Daniele não se convenceu e exigiu que o plantonista chamasse o cirurgião para ver a barriga do menino. Eram cerca de 9h30 da manhã, e o cirurgião veio olhar Kauã por volta das 16 horas. “E o Kauã, com a barriga imensa, tiraram 600 ml de leite de dentro da barriga dele. E quando a cirurgião desceu, ele falou assim, mãe, espero que não seja o que eu estou pensando. Mas eu vou fazer o raio X e depois eu te falo. Aí logo em seguida ele veio e falou: era o que eu temia, perfuraram o estômago do Kauã”.

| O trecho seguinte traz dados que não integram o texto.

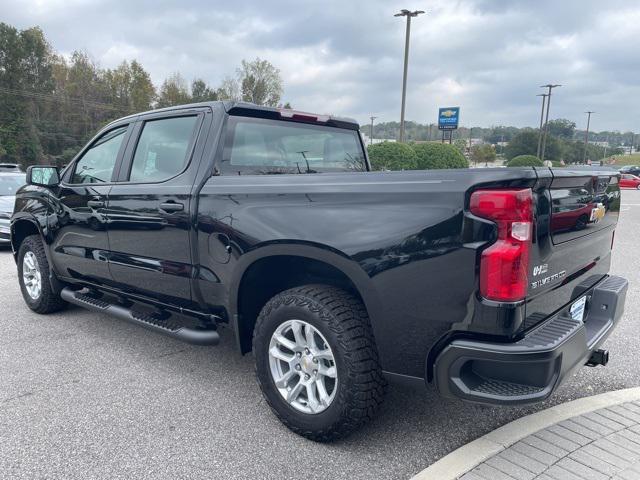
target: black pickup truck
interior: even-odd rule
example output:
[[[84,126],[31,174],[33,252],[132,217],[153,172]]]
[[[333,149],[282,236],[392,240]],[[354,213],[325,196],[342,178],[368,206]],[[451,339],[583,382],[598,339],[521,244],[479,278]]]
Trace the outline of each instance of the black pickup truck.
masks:
[[[369,170],[348,119],[213,102],[117,120],[63,171],[29,169],[24,300],[198,345],[228,327],[318,441],[371,418],[389,379],[513,405],[606,364],[617,172]]]

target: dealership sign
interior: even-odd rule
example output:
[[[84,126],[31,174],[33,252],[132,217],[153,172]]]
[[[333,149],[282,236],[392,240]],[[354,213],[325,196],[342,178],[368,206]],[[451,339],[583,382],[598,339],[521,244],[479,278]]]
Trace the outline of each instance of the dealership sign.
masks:
[[[447,107],[438,110],[438,128],[440,130],[455,130],[460,119],[460,107]]]

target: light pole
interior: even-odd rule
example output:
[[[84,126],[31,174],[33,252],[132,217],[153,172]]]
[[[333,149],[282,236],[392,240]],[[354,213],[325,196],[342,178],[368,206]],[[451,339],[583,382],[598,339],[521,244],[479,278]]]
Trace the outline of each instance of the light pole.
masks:
[[[584,112],[587,114],[587,131],[584,132],[584,153],[582,155],[582,164],[587,163],[587,146],[589,145],[589,124],[591,123],[591,114],[596,113],[592,111]]]
[[[561,87],[560,84],[551,84],[540,85],[540,88],[548,88],[549,92],[547,93],[547,114],[544,119],[544,137],[542,138],[542,150],[540,151],[540,160],[544,162],[544,151],[547,149],[547,136],[549,135],[549,107],[551,107],[551,90],[556,87]]]
[[[369,145],[373,145],[373,121],[378,117],[369,117],[371,119],[371,130],[369,131]]]
[[[536,157],[540,158],[540,149],[542,148],[542,122],[544,120],[544,106],[547,101],[547,94],[539,93],[536,97],[542,97],[542,110],[540,111],[540,128],[538,133],[538,150],[536,151]]]
[[[404,142],[404,104],[407,98],[407,68],[409,66],[409,35],[411,34],[411,18],[417,17],[422,10],[400,10],[394,17],[407,17],[407,33],[404,42],[404,74],[402,75],[402,106],[400,107],[400,142]]]

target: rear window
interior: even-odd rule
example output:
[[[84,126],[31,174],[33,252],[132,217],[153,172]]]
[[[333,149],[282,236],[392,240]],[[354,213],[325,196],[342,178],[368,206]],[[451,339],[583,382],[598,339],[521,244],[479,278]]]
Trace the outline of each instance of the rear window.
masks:
[[[223,174],[364,171],[358,132],[322,125],[230,117]]]

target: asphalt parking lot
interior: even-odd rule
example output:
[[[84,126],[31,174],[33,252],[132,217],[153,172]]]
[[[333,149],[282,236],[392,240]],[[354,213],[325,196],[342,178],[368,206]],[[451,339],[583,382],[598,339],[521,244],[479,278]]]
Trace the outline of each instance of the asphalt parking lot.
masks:
[[[38,316],[0,251],[0,478],[409,478],[532,411],[640,386],[639,238],[640,192],[624,191],[612,273],[630,291],[609,366],[583,368],[529,408],[392,387],[374,422],[329,445],[276,420],[231,335],[194,347],[79,308]]]

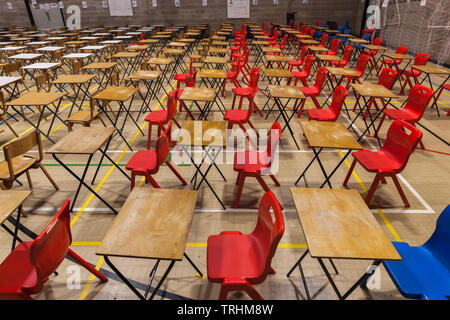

Depois disso os profissionais começaram a preparar Eliane para o pior. “Eram 7 horas da noite quando ele foi pra UTI. A médica pegou e falou para mim assim, mãe, a gente está tentando fazer de tudo, mas o seu filho não está achando batimento, não está achando saturação, não está achando nada dele. A gente já deu tudo de droga que a gente podia dar, a gente já fez de tudo e ele não reanima. Aí ela falou assim, olha, se continuar assim, seu filho não passa de 3 horas”.

“Fui embora desesperada, eu chorei muito, desesperei, entrei em choque quando ela falou isso. Só que daí, no outro dia, eu voltei lá, ele estava lá, aí tinha conseguido achar o batimento, tinha conseguido achar a pressão. Estava tudo muito baixo. Ele ligado no ventilador e mesmo assim a saturação dele ficava em 88, 84 e o batimento cardíaco dele estava 230, 235, a pressão dele estava 5 por 4 e ela falou que estava muito preocupada porque estava tudo muito alto e a pressão muito baixa e que tudo que podia já tinha sido dado, que mesmo assim não estava resolvendo nada”, relata Daniele.

A mãe saiu e enquanto isso Kauã sofreu três paradas cardíacas e morreu na quarta. “Ontem enterrei um pedaço dele. Foi assim”, concluiu Daniele. De acordo com a advogada Joelma, o Gpaci encaminhou o corpo da criança diretamente para a organização funerária, sem providenciar a autópsia para apurar se houve falha humana ou falha mecânica na perfuração do estômago.

“Então esse comportamento dos médicos do Gpaci é que gera essa sensação de que houve uma imperícia no momento do procedimento cirúrgico. Então é isso que a gente está tentando apurar: a imperícia com relação ao procedimento e a negligência no atendimento”, informa Joelma.

Desde segunda-feira (22) a reportagem encaminhou três emails para a presidência do Gpaci pedindo sua versão dos fatos e telefonou em seguida solicitando uma resposta. A diretoria do Gpaci chegou a esboçar resposta comunicando recebimento do primeiro e-mail da reportagem. No entanto, interrompeu a comunicação e não atendeu a três telefonemas transferidos para um ramal do responsável. Até às 12 horas desta quinta-feira (25) não houve resposta. A instituição tem espaço reservado caso queira dar sua explicação.